The Fly Castelluccio Flash is a family of Italian paramotors that was designed and produced by Fly Castelluccio of Ascoli Piceno for powered paragliding. Now out of production, when it was available the aircraft were supplied complete and ready-to-fly.

==Design and development==
The Flash was designed to comply with the US FAR 103 Ultralight Vehicles rules as well as European regulations. It features a paraglider-style wing, single-place accommodation and a single engine in pusher configuration powering a two-bladed wooden propeller. The fuel tank capacity is 10 L.

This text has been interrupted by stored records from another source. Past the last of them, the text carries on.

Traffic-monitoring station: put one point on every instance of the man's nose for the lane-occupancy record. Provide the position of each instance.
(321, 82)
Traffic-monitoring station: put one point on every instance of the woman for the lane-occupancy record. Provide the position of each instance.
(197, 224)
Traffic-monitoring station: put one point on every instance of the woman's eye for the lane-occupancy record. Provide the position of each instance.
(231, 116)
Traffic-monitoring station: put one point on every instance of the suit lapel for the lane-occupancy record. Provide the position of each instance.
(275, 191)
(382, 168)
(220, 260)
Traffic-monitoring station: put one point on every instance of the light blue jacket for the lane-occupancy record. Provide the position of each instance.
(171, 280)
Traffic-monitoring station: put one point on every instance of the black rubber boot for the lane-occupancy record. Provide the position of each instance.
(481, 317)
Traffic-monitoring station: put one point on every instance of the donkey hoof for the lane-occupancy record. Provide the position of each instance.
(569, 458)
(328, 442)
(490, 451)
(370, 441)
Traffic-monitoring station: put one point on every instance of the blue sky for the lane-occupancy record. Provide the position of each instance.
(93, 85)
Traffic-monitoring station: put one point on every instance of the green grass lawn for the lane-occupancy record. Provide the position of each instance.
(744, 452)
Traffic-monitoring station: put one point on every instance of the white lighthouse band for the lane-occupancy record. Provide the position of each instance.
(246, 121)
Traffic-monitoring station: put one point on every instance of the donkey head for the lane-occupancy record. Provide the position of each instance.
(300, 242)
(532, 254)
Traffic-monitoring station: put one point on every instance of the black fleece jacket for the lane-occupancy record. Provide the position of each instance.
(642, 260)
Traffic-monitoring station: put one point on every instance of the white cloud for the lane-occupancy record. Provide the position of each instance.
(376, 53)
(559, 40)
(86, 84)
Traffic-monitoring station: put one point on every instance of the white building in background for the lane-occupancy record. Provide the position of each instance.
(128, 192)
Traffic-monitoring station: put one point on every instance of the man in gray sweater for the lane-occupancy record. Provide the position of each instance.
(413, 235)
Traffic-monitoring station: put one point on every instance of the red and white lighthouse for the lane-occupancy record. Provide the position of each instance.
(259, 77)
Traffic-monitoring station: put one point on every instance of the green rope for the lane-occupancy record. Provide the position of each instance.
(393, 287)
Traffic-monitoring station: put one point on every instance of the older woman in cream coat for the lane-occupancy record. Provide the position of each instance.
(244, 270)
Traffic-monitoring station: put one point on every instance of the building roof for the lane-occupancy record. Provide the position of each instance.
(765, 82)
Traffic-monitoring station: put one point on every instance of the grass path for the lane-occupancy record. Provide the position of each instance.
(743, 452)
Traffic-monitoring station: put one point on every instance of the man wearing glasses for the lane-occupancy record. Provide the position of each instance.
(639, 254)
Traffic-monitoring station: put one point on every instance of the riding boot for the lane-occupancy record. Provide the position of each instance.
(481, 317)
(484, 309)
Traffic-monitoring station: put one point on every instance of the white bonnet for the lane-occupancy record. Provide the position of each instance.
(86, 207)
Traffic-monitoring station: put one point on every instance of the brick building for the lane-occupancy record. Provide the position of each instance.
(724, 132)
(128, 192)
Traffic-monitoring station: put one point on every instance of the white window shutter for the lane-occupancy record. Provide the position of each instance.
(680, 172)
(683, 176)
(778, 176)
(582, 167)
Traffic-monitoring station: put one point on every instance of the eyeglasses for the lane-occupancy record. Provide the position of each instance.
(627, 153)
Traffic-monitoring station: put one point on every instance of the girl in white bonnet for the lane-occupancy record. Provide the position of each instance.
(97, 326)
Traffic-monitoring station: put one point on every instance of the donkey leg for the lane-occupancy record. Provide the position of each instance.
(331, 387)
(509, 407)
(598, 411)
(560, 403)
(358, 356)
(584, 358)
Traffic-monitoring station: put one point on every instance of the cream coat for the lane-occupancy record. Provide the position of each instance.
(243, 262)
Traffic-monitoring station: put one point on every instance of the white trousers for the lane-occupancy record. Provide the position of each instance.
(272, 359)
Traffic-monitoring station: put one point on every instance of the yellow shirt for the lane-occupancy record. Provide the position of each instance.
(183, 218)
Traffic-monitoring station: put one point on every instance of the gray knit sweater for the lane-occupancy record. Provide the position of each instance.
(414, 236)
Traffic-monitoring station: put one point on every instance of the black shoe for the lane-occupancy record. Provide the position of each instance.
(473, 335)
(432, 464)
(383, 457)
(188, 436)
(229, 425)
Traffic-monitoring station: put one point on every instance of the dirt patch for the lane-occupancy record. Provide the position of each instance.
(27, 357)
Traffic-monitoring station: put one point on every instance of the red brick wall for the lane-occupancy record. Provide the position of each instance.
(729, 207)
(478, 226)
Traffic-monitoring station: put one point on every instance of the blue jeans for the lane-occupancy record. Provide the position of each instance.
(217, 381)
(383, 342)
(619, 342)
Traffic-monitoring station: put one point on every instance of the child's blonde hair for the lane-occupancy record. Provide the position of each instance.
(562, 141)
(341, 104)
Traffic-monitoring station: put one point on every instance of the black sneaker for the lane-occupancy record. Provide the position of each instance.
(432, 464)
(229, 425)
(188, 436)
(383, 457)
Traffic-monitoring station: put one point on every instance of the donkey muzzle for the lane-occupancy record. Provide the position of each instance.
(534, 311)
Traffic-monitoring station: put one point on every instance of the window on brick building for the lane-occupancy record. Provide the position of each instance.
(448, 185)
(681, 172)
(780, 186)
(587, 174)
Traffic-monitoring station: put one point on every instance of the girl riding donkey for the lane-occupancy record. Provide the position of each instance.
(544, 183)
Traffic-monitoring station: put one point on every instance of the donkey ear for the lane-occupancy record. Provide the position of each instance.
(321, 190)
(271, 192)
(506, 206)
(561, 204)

As is the case with all paramotors, take-off and landing is accomplished by foot. Inflight steering is accomplished via handles that actuate the canopy brakes, creating roll and yaw.

==Variants==
- Flash Top 80
Model with a 14.8 hp Per Il Volo Top 80 engine in pusher configuration with a reverse-turning gear box reduction drive and a 125 cm diameter two-bladed wooden propeller.
- Flash Sky 100
Model with a Sky 100 engine in pusher configuration with a reduction drive and a 122 cm diameter two-bladed wooden propeller.
- Flash Snap 100
Model with a Snap 100 engine in pusher configuration with a reduction drive and a 125 cm diameter two-bladed wooden propeller.